Matter for Congressional Consideration
Comments: As of February 2018, no legislation had been enacted although at least one bill had been introduced in the Congress that would implement this Matter. If enacted, H.R. 541 would, among other things, require annual reporting of non-DSH supplemental payments made to individual institutional providers; information on type of ownership of providers that received the supplemental payments; and other information the agency determines is necessary to oversee non-DSH supplemental payments. However, CMS has taken some actions administratively to understand how to improve its oversight, which are underway. In December 2017, CMS reported that the agency is developing a proposed rule on supplemental payments and non-DSH supplemental payment submissions as prioritized by the current administration that would improve transparency by requiring states to provide CMS with certain information on Medicaid supplemental payments. The publication date is yet to be determined. To the extent these efforts specify reporting requirements for states to provide to CMS certain information on supplemental payments to Medicaid providers, including supplemental payments approved under either a Medicaid state plan or 1115 demonstration authority, they would promote transparency. As of December 2017, the agency stated that it is working to ensure the standardization of information submitted on certain Medicaid supplemental payment arrangements. CMS has also awarded a contract to review Medicaid supplemental payment information submitted by states that may, according to CMS officials, provide information to identify areas for future supplemental payment oversight, including issuing additional guidance on non-DSH supplemental payment submissions and developing standardized formatting. CMS also reported that the agency was developing a tool to assist in reviewing amendments to state plans and analyzing non-DSH supplemental payments. GAO plans to continue to monitor congressional action and any additional agency actions to determine the extent to which improve state reporting of non-DSH supplemental payments, clarify permissible methods for calculating non-DSH supplemental payments, and require audits to verify that states use permissible methods to calculate non-DSH supplemental payments.

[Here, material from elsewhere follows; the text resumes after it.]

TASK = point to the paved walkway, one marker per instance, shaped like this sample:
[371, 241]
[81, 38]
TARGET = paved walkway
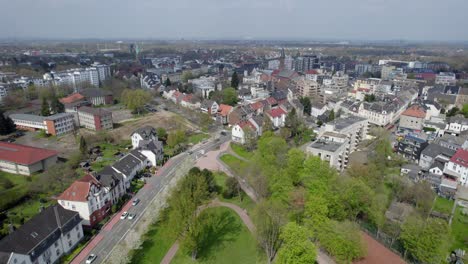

Matter: To improve transparency of and accountability for Medicaid non-DSH supplemental payments, Congress should consider requiring the Administrator of CMS to (1) improve state reporting of non-DSH supplemental payments, including requiring annual reporting of payments made to individual facilities and other information that the agency determines is necessary to oversee non-DSH supplemental payments; (2) clarify permissible methods for calculating non-DSH supplemental payments; and (3) require states to submit an annual independent certified audit verifying state compliance with permissible methods for calculating non-DSH supplemental payments.